When it is believed that everything is lost, suddenly the clarity of thought comes along. Reflection helps us to understand that the humiliation of submission has been an infinite suffering. You are immersed in the calm and deep sea of the bitter awareness that your life has been violated and ruined and that there is no remedy for this wound. For this reason life is marked by a latent sense of unease that lasts until death arrives.

With the first and second books I wanted to respond to my conscience that leads me to tell the absurdity of a reality that should never be underestimated as a curiosity or a strangeness of the past. I think there are few occasions for reflection on the wrong paths of contemporary society. Special attention must also be paid on the widespread injustices and on the current absence in the world of truly enlightened leaders. In the condition of a very dangerous turn of the economic reality of these decades, people will soon wrongly risk re-entering the illusions that had led to so much suffering yesterday.

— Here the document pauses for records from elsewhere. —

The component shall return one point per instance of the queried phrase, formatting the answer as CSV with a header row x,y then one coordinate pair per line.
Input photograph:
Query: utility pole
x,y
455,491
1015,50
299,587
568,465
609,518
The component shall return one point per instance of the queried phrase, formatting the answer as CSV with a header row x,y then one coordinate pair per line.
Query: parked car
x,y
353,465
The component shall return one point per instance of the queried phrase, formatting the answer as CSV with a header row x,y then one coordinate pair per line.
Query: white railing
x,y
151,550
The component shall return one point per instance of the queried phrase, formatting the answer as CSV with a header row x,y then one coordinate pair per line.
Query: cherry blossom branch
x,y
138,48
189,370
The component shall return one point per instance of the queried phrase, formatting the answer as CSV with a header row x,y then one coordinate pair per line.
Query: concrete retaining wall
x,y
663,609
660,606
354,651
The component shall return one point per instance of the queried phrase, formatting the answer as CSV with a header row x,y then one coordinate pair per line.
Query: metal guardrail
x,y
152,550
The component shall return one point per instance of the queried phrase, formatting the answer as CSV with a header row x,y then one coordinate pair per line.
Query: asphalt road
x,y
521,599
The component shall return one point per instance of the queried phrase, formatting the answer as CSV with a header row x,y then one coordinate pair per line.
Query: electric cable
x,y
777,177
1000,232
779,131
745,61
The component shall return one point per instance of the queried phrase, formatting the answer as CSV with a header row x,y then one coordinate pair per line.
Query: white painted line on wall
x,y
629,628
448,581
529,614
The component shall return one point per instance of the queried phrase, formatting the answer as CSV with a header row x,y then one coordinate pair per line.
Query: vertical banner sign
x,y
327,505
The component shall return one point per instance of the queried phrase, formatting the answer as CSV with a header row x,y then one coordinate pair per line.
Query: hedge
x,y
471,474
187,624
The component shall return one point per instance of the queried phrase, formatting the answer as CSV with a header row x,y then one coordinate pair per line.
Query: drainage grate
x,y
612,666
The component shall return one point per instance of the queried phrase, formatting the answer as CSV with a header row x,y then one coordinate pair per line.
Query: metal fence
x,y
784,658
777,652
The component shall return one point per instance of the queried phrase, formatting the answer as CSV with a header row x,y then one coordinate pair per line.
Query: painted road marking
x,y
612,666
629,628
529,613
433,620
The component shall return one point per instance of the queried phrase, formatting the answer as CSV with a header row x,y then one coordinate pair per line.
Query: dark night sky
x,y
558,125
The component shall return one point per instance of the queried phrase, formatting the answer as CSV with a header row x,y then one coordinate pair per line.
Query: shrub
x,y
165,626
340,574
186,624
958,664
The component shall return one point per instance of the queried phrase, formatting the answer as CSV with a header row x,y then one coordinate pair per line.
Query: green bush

Modern man, tired of the incredibly boring routine of everyday life, avoids telling the worst of his being, rejects the idea of being sick and with the help of propaganda, he feels less suffering or even sadly happy. Often one lives in a virtually altered state of reality, without the full awareness of one’s existence. We ignore affections, passions, talents and inevitably lose the most human traits of our being. These circumstances may foster the spontaneous and latent growth of the nostalgia of the past and the dangers that derive from it. We must be careful and prudent.